Die Chancen eines eindeutigen ukrainischen Siegs sind gering

Es häufen sich schon lange die Zeichen, dass die US-amerikanische Regierung die Chancen eines eindeutigen ukrainischen Siegs gering einschätzt und vielmehr einen langen Krieg vermeiden will. Auf der Münchner Sicherheitskonferenz war zwar von den Vertretern der Nato-Staaten allenthalben zu hören, das Ziel sei ein ukrainischer »Sieg« – sogar der französische Präsident Emmanuel Macron und der deutsche Verteidigungsminister äußerten sich in dem Sinne. Jenseits großer Bühnen klingen die Einschätzungen aber stets differenzierter.

Die Financial Times zitierte vergangene Woche den Vorsitzenden des Vereinigten Generalstabs der US-Streitkräfte, Mark Milley, mit den Worten, es sei »sehr, sehr schwierig, die Russen in diesem Jahr« aus der gesamten Ukraine zu vertreiben.
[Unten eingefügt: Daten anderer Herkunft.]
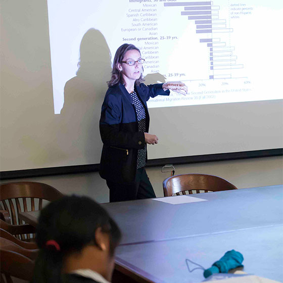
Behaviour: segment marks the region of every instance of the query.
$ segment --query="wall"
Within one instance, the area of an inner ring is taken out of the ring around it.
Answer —
[[[175,165],[175,174],[199,173],[219,176],[238,188],[283,183],[282,157],[253,158]],[[170,173],[161,173],[161,167],[147,169],[157,197],[163,197],[162,182]],[[7,180],[2,182],[29,180],[49,184],[64,194],[86,195],[100,203],[109,201],[109,191],[98,172]]]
Die Voraussetzung dafür wäre »im Grunde der Kollaps des russischen Militärs«. Russland müsse mit militärischer Gewalt aufgehalten werden, aber man müsse gleichzeitig bedenken, dass man es mit einem »großen und nuklear bewaffneten Land« zu tun habe, und sich deshalb der Gefahr einer Eskalation »sehr, sehr bewusst« sein.

Der Abgeordnete Adam Smith, der führende Demokrat im Verteidigungsausschuss im US-amerikanischen Repräsentantenhaus, sagte Politico zufolge in München, es gebe »einen viel größeren Konsens, als vielen klar ist, dass die Ukraine die Krim militärisch nicht zurückerobern wird«. Der FAZ sagte er, man müsse jetzt »mit der ukrainischen Führung ins Gespräch« kommen, »wie ein mögliches Kriegsende aussehen kann«. Das sei »nicht mehr so weit weg«.
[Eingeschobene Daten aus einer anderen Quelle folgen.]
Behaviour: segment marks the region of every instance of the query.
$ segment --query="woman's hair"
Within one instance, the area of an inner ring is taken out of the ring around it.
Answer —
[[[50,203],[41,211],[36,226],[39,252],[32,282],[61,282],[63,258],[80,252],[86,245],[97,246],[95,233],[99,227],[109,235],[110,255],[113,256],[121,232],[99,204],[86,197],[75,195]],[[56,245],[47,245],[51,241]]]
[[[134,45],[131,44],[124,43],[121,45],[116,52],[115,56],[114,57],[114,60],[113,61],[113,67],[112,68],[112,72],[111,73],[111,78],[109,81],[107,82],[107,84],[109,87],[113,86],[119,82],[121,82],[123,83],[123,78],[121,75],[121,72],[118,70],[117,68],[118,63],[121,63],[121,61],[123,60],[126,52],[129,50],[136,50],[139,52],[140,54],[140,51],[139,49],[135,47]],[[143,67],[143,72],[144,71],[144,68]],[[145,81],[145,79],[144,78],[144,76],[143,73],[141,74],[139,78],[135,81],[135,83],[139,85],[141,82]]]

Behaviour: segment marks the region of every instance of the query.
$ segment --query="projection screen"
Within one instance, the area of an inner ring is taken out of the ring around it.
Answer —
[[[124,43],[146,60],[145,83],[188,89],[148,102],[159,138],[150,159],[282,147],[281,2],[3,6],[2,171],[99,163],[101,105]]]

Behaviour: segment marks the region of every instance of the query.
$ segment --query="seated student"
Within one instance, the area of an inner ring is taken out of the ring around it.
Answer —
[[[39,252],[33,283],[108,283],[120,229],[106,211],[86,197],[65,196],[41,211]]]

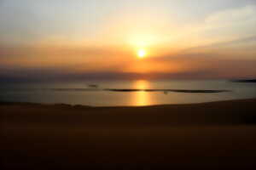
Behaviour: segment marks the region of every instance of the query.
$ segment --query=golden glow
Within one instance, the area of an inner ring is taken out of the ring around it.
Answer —
[[[141,59],[144,58],[146,56],[146,54],[147,54],[147,53],[146,53],[145,49],[139,49],[137,51],[137,56]]]
[[[144,80],[136,81],[134,84],[134,88],[137,89],[147,89],[148,88],[148,82]],[[150,105],[148,92],[140,91],[134,93],[132,96],[132,100],[135,102],[135,105]]]

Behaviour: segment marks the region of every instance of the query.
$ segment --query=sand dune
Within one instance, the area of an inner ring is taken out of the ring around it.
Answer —
[[[1,103],[1,164],[3,169],[255,169],[255,104]]]

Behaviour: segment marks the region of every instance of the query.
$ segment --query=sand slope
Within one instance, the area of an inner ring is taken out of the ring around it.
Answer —
[[[4,169],[255,169],[256,99],[148,107],[1,103]]]

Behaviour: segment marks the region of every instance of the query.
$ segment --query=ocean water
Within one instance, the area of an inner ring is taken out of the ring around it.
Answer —
[[[97,87],[90,87],[96,84]],[[142,91],[116,92],[114,89]],[[143,89],[230,90],[221,93],[146,92]],[[1,83],[0,101],[91,106],[143,106],[256,98],[256,84],[214,81],[84,81]]]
Ein eventueller Sieg der Ukraine würde wohl hauptsächlich darin bestehen, dass Putin seinen Eroberungsplan aufgeben müsste und die Ukraine als eigenständiger Staat überleben könnte, so dass die dort lebenden Menschen Chancen auf eine erträgliche Zukunft hätten.
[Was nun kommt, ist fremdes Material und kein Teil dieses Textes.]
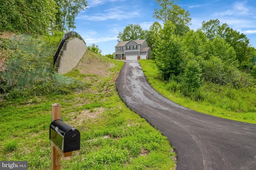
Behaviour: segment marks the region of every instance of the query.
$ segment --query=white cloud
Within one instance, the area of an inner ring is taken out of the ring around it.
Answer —
[[[100,37],[100,38],[94,38],[88,35],[82,35],[82,37],[86,43],[96,43],[112,40],[116,41],[117,39],[117,38],[116,38],[116,36],[112,37]]]
[[[149,29],[150,26],[153,24],[153,21],[150,22],[144,22],[142,23],[139,23],[142,29],[144,30],[149,30]]]
[[[232,9],[221,12],[216,12],[214,16],[226,16],[232,15],[247,15],[250,14],[249,9],[245,6],[246,2],[236,2],[233,4]]]
[[[121,20],[127,18],[127,15],[123,11],[120,10],[120,8],[108,9],[106,13],[98,13],[94,15],[81,15],[77,17],[76,19],[86,20],[92,21],[102,21],[106,20],[113,19]],[[136,12],[131,12],[129,15],[133,17],[139,15]]]
[[[87,8],[92,8],[98,5],[102,5],[107,3],[109,3],[113,2],[118,1],[122,2],[126,0],[88,0],[88,6]]]
[[[244,34],[256,34],[256,29],[249,29],[248,30],[241,30],[241,29],[238,29],[237,31],[238,31],[240,32],[241,33],[243,33]]]

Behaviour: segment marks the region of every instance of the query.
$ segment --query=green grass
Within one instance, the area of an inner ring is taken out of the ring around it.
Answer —
[[[81,133],[80,150],[62,158],[62,169],[174,168],[176,154],[167,138],[119,98],[114,81],[123,63],[94,55],[92,63],[98,59],[114,65],[106,70],[108,76],[76,68],[58,76],[60,81],[73,79],[67,84],[49,80],[10,92],[0,103],[0,160],[26,160],[28,170],[50,170],[51,105],[58,103],[64,121]]]
[[[256,88],[232,89],[230,92],[228,87],[222,87],[222,92],[218,94],[218,87],[212,84],[205,85],[195,92],[194,97],[184,97],[179,84],[161,79],[154,61],[140,60],[139,62],[151,86],[174,102],[215,116],[256,123]]]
Vertreter der ukrainischen Regierung betonen zwar stets, dass sie die Krim zurückerobern und Russland keinerlei territorialen Zugeständnisse machen werden. Aber das sagt wenig über tatsächliche strategische Absichten aus, geschweige denn darüber, was mitzutragen die ukrainische Bevölkerung bereit wäre. Ein eventueller Sieg der Ukraine würde wohl hauptsächlich darin bestehen, dass Putin seinen Eroberungsplan aufgeben müsste und die Ukraine als eigenständiger Staat überleben könnte, so dass die dort lebenden Menschen Chancen auf eine erträgliche Zukunft hätten. Das ginge nicht ohne Sicherheitsgarantien und ohne Aufrüstung, um durch Abschreckung eine erneute Invasion zu verhindern.